There is also the question of sustainability. Donor-funded programs often end after a few years, leaving facilities without support. 'We need to build these practices into the government system, not rely on projects,' said Dr. Kimani. 'That means training supervisors, updating curricula, and allocating budget.' Kenya's 2024–2030 Health Sector Strategic Plan includes a target to reduce neonatal mortality by 30 percent, but the plan does not specify how resuscitation training will be sustained.

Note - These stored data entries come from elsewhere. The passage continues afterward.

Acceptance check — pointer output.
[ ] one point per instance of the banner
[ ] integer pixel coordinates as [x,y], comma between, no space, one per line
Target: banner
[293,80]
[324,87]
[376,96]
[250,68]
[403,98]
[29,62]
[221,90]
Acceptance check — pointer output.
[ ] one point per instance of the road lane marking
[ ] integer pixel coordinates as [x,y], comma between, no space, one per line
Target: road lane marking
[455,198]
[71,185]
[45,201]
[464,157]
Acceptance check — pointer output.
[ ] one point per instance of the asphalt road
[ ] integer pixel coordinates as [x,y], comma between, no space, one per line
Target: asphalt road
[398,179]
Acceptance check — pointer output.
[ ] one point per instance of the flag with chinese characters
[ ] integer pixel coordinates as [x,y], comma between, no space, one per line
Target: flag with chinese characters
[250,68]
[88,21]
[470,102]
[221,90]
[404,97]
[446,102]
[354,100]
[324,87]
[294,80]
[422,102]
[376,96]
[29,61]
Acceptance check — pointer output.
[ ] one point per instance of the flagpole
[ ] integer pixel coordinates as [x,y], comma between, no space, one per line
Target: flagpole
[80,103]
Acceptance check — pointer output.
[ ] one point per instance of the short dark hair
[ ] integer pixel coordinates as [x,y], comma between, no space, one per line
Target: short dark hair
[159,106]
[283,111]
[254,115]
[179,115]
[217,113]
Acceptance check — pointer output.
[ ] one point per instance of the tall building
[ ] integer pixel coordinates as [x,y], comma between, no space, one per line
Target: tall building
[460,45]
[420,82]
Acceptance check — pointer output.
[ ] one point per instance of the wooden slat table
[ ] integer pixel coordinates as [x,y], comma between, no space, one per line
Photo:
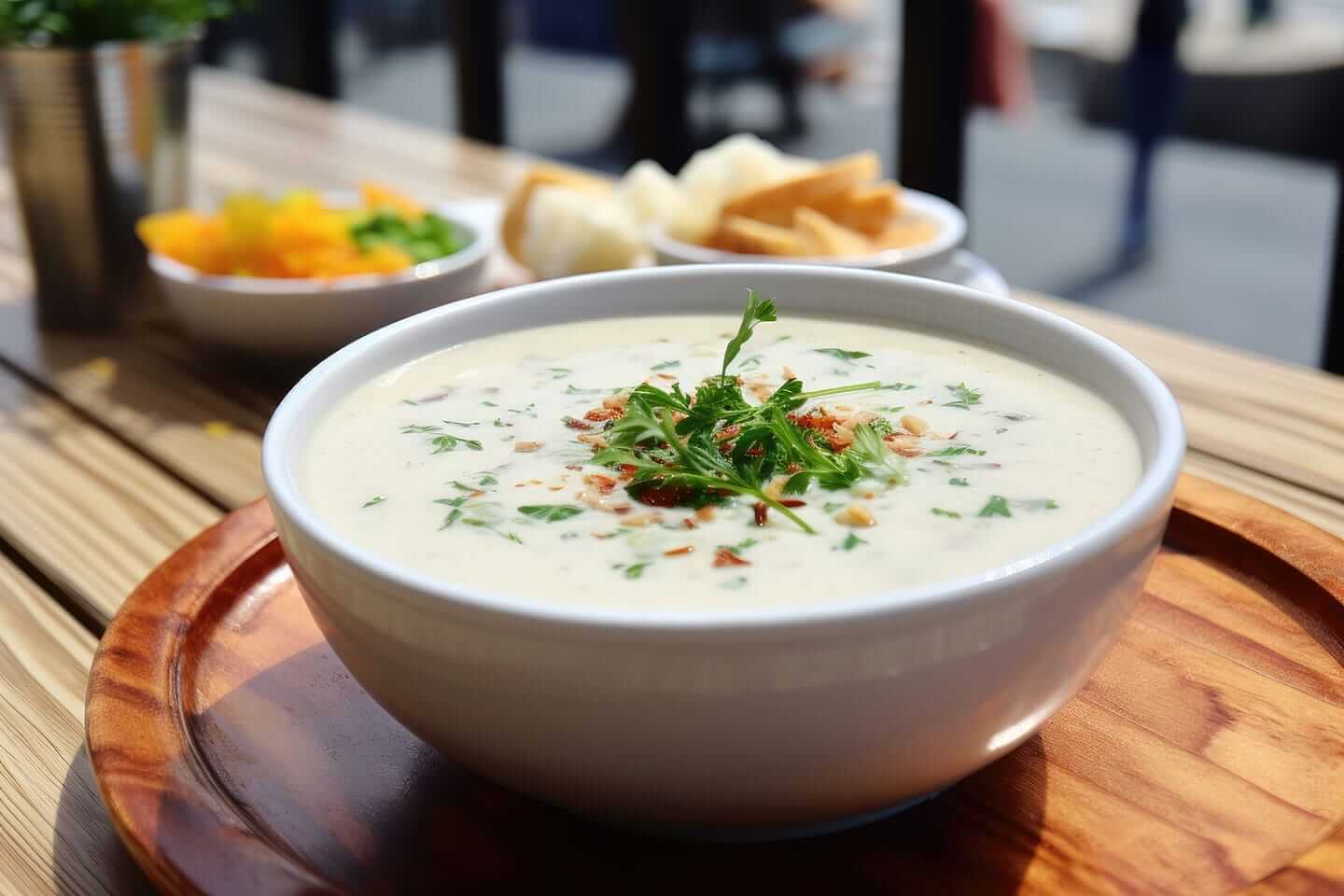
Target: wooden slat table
[116,449]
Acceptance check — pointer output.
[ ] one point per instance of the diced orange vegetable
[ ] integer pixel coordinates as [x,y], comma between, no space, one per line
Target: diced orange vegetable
[297,235]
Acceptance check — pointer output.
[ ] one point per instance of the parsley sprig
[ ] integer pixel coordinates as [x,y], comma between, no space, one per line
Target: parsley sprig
[699,449]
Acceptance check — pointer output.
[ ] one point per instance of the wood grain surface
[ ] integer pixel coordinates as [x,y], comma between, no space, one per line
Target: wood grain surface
[54,832]
[1206,754]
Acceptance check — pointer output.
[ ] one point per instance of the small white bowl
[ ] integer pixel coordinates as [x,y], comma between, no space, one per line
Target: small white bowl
[910,259]
[773,719]
[309,317]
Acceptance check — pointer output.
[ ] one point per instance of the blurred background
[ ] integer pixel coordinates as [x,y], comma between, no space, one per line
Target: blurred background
[1236,103]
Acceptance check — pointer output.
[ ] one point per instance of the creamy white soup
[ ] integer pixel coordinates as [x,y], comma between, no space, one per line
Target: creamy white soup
[614,464]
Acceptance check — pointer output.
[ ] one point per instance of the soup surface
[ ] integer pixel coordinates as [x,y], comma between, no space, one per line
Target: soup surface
[538,464]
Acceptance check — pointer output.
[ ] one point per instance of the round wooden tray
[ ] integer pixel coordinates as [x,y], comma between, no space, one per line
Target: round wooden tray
[237,755]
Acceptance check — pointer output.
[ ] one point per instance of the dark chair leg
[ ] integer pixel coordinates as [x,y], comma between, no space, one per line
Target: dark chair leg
[1332,357]
[301,46]
[934,93]
[656,38]
[476,28]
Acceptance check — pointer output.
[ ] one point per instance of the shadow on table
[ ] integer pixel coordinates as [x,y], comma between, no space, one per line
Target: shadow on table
[330,776]
[88,856]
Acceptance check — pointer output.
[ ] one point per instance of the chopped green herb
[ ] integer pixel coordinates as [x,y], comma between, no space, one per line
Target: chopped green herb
[953,450]
[998,505]
[965,397]
[449,442]
[758,311]
[851,541]
[550,512]
[843,354]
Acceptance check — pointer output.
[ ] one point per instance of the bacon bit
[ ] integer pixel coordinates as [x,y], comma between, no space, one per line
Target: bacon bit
[726,558]
[855,514]
[641,520]
[601,483]
[903,445]
[663,495]
[761,390]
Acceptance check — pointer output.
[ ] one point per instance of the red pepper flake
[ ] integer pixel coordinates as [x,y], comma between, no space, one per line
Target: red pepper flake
[726,558]
[663,495]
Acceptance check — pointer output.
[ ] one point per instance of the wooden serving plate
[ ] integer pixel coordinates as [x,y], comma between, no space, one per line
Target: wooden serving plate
[237,755]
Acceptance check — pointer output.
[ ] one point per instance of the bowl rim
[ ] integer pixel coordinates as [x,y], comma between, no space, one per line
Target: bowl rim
[950,235]
[482,246]
[1151,495]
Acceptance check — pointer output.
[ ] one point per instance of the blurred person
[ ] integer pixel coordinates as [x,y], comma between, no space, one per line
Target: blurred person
[1154,82]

In addition, the proposed changes assume a baseline of functional equipment and minimal staff turnover. In reality, many facilities face chronic shortages of staff and supplies. A nurse may be transferred to another facility without warning, leaving the remaining staff untrained. Or a shipment of NeoNatalie mannequins may be delayed for months. 'We cannot assume that what works in a pilot will work everywhere,' cautioned Dr. Mwale. 'Context matters, and we need to adapt approaches to local realities.'

Another limitation is the lack of reliable data. Without accurate records of births, deaths, and resuscitation attempts, it is difficult to measure impact. Many rural facilities do not have functioning data systems, and cause-of-death classification is often inaccurate. 'We might be saving more babies than we think, or fewer,' said Dr. Kimani. 'We need better data to know what works.'

In Siaya County, the midwife who could not use the bag-mask eventually received a refresher training from a visiting mentor. She now leads monthly drills at her facility. But the young mother who lost her baby has not returned to the clinic. She gave birth to her next child at home, attended by a traditional birth attendant. The midwife wonders whether the mother trusts the health system anymore. 'We failed her once,' she said. 'I hope we will not fail her again.'

Disclaimer: This article is for informational purposes only and does not constitute medical advice. The policy suggestions described are systemic recommendations for health system strengthening, not individual medical recommendations. Individual health decisions should be made in consultation with a qualified healthcare professional.